In another tweet, Lord Kilclooney tried to justify why his comment was not racially abusive. “It is not racially abusive as he himself has confirmed he is half Indian. That is great and not to be dismissed as the Indians are a great race. However, he has damaged North/South relations by being continually offensive and provocative to the Unionist majority in Northern Ireland,” he posted on the social media.

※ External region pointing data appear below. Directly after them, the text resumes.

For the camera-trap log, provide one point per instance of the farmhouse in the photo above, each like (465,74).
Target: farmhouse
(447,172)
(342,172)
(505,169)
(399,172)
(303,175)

Following the criticism, Lord Kilclooney told the BBC that he did not intend to withdraw the tweet. He added that Varadkar had been “most provocative” regarding the negotiations for Brexit, and that he had “misunderstood the views of many unionists,” the report said. Varadkar had a “dismal lack of knowledge” about the happenings in Northern Ireland, Lord Kilclooney told the publication.
Varadkar, who was born in Ireland to an Indian father and Irish mother, defended his trip, saying that he had informed the Northern Ireland Office about it. “I really just wanted to do something different. I can assure anyone that I am not an invader, I just want to be a good neighbor,” he said, adding that he received a very warm welcome in Northern Ireland, according to the report.
Lord Kilclooney had also become a talking point in November 2017, when he took to Twitter, calling Varadkar “the Indian,” as he commented on a political story that involved Irish Foreign Affairs Minister Simon Coveney. “Simon Coveney is stirring things up. Very dangerous non statesman like role! Clearly hoping to undermine the Indian,” Lord Kilclooney had then said on the social media. He later withdrew his comment, saying that he accepts that “Varadkar is 100 percent Irish citizen.”